Text by Sami Sharaf // Photos by Rob Shaw
Tay Man has had a long-standing obsession with Nissans. To many, Man is their go-to source for Nissan performance. His shop, Tay’s Automotive, in Arlington, Texas, specializes in Nissans and has gained notoriety for its expertise with the 240SX. Tricks of the Trade In 2002, Man acquired a 1997 240SX with the goal of swapping in a RB26DETT engine, converting it to a single turbocharger and tripling the factory power output. To reach this goal, Man reinforced the bottom end of the RB26 engine. Custom CP 9.5:1 pistons make the connection to a Nismo N1 crankshaft by way of Carrillo connecting rods. Many engine builders opt for the N1 crankshaft during RB rebuilds because it offers two benefits over its factory R32 counterpart. The N1 crankshaft from the R34 GT-R, features a wider drive collar for the oil pump gear, allowing the use of the more reliable N1 oil pump. Furthermore, the N1 cranks adhere to a stricter tolerance during balancing, leading to increased engine longevity and overall precision.
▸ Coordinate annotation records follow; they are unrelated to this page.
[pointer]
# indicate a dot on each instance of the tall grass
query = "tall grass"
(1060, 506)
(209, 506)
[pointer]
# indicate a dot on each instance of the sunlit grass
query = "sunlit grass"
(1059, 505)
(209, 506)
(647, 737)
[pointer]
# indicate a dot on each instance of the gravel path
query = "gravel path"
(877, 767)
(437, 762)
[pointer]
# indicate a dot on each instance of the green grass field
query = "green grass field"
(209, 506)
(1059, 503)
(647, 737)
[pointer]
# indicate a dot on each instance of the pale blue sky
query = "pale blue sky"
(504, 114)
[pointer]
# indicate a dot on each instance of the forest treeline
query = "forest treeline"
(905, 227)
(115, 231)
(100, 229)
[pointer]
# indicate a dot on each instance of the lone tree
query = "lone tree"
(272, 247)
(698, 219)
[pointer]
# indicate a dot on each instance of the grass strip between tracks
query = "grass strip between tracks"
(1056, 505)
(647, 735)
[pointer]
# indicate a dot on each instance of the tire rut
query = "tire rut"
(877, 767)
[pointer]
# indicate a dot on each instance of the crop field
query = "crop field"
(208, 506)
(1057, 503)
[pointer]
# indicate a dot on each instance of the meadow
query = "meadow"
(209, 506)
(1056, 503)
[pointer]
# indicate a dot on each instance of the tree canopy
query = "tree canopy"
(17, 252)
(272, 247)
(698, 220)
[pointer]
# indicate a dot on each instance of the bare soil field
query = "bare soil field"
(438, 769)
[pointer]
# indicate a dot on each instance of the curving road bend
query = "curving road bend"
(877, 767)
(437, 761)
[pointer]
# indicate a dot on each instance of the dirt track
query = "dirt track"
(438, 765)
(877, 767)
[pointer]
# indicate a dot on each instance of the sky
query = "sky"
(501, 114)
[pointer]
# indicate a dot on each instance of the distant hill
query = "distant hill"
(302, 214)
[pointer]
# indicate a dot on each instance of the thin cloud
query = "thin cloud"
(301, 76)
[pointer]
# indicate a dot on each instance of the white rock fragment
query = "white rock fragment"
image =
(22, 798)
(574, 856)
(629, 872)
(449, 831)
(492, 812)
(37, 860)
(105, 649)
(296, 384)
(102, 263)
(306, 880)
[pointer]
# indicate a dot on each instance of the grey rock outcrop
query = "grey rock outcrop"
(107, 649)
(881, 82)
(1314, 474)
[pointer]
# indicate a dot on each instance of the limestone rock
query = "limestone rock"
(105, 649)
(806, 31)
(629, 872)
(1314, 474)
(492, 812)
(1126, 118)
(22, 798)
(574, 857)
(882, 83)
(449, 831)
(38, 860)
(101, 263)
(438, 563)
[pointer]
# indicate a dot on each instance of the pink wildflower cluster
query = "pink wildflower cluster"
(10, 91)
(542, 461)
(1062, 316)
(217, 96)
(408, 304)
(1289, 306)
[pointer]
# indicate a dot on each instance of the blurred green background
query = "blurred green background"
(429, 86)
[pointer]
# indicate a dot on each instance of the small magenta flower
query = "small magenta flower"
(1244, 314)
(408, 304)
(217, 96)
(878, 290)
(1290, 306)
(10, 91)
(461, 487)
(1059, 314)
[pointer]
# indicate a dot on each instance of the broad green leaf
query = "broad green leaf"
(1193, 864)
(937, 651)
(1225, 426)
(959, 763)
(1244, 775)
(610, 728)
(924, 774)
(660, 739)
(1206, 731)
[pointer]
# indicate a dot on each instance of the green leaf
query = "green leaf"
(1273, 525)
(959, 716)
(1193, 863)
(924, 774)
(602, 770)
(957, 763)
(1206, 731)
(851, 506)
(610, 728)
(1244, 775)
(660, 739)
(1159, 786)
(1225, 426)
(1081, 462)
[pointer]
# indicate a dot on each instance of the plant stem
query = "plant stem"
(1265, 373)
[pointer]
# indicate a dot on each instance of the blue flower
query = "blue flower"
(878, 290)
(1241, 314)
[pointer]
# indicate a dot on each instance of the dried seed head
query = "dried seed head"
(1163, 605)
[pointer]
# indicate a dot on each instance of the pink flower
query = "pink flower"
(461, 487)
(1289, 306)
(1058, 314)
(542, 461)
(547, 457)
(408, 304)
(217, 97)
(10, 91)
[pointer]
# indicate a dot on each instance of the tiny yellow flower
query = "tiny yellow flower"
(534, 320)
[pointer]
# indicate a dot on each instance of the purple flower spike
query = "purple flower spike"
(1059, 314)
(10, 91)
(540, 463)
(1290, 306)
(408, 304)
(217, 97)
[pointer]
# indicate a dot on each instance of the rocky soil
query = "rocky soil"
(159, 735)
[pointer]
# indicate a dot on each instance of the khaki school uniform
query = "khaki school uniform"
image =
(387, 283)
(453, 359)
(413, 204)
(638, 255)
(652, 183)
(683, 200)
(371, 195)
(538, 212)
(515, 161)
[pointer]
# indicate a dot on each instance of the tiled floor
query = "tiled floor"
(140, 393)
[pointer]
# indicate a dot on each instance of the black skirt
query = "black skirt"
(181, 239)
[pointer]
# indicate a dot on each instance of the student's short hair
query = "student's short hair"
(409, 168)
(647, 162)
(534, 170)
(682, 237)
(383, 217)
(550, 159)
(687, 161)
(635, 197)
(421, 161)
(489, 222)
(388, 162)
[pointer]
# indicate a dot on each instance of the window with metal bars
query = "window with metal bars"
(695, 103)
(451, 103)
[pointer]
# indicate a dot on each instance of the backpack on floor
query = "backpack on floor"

On the top end, the cylinder head received CNC porting complemented by Supertech valves, Tomei Powered valve springs, Brian Crower titanium retainers and Tomei Powered camshafts. The two engine halves seal together using a Titan Motorsports GT-R head stud kit and A’PEXi head gasket. Titan constructs its RB26 head studs from H11 steel, which it claims to increase the clamp load rating by 35-percent in comparison to the factory Nissan head studs. This is a necessity for applications that experience extremely high in-cylinder pressures.Completing all of the engine work in house, Man also took on the challenge of fabricating a custom turbocharger system for his 240SX. He began by ditching the factory twin turbochargers in favor of a single Garrett GT4202R turbocharger. Supplementing the new turbocharger system, a TiAL Sport wastegate and blow-off valve regulate the engine’s boost pressure. Up front, an HKS 4-inch intercooler core mounts behind the bumper and interconnects the system with custom piping.Engine tuner, Terry Oliver, took charge of calibrating the setup with a Haltech Platinum Pro engine management system. With 38 psi of boost pressure running through the system and VP Racing C16 fuel feeding a set of Precision Turbo fuel injectors, the RB26 engine muscled out 800 horsepower and 646 lb-ft of torque as measured on a Dynojet dyno.